A number of methodological criticisms of the current study may be noted. Firstly, as the current sample constituted a relatively small proportion (15%) of individuals contacted as part of routine follow-up after TBI, this might raise questions regarding the representativeness of the sample. However, the individuals in the current study did not significantly differ from follow-up studies from which the sample was drawn (in terms of variables such as gender, cause of injury and duration of posttraumatic amnesia). The male:female ratio of 58:42 % in the current study is also broadly comparable to the 57:43 ratio in an analysis of a recent national survey of Emergency Department attendees in the USA after MTBI [6], although that study also included young children and older adults.

Issues around generalisability also include the extent to which individuals seen as part of routine follow-up six months post-injury may not be representative of those populations of particular interest to clinicians, such as individuals with PCS who may be referred to secondary or tertiary services for assessment and treatment. Recruitment bias has been demonstrated [52] in follow-up studies, where individuals with more significant injuries (in terms of initial loss of consciousness, GCS, PTA, other non-TBI injuries etc.) are more likely to enrol in follow-up. One consequence is that the suggested classification bands may be on the conservative side. Litigation may reflect a further source of bias: we would advise against use of the provisional classification bands when using the RPQ in a medicolegal context.

In addition, different groups may conceivably show different factor structures on questionnaires. The possibility exists that the factor structure of an instrument may be influenced by a combination of factors including the clinical group (e.g. TBI versus non-TBI), the severity of TBI and length of time since injury. The latter may be particularly important given the possibility that different symptoms may improve at different rates [11]. However, the similarities between the cognitive, emotional and somatic factors across different populations with different measures [15] and even in non-TBI populations [5, 62] is notable, particularly given the differences between the measures and statistical methods used in these various studies. These similarities suggest a relatively robust factor structure (albeit with some variation on some items between different studies), potentially reducing the impact of possible sampling bias on the modelling of factors in the current study.
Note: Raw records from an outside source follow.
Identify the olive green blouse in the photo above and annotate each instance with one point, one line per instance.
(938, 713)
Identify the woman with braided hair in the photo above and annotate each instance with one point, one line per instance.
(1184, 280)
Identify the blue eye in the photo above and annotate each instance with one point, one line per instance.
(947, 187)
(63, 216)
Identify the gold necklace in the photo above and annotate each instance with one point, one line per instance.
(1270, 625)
There are also possible cross-cultural issues relating to generalisability. Whilst similarities in PCS across different countries have been cited [36], we are unaware of explicit experimental comparisons in the literature. Anecdotally there may be some significant differences at least in prevalence between countries, with lower rates of persistent symptoms reported in Greece [21] and Lithuania [22] compared with other countries in Western Europe and North America: the existing factor analyses reviewed have so far been confined to populations in the USA and UK. However, comparative experimental studies of PCS across national boundaries have tended to focus on expectations of symptoms rather than those actually reported after TBI. Appropriately matched longitudinal cross-cultural studies are needed to compare the structure of post-concussion complaints and their resolution (or persistence) over time.
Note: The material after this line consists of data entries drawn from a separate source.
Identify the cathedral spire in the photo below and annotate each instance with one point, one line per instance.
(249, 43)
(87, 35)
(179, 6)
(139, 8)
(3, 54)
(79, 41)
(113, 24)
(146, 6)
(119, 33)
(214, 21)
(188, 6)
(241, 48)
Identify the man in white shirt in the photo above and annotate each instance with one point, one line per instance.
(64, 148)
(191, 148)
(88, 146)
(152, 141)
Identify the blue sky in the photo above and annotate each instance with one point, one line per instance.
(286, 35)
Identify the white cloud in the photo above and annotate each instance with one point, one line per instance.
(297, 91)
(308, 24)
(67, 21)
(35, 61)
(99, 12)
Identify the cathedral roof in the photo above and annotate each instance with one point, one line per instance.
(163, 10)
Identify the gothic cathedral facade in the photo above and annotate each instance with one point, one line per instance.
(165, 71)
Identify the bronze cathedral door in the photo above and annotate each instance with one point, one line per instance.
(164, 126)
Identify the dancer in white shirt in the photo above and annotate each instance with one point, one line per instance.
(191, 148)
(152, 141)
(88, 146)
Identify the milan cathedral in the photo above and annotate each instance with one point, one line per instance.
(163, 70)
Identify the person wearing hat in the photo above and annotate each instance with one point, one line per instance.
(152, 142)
In summary, the results of a confirmatory factor analysis of the RPQ for a number of individuals seen six months after predominantly mild TBI’s support Smith-Seemiller et al.’s [68] suggestion of cognitive, emotional and somatic groups of post-concussion symptoms. However, a high degree of covariation was noted between the different symptom groups, particularly emotional and somatic symptoms. These results reflect similar findings for other PCS instruments in different TBI and non-TBI populations.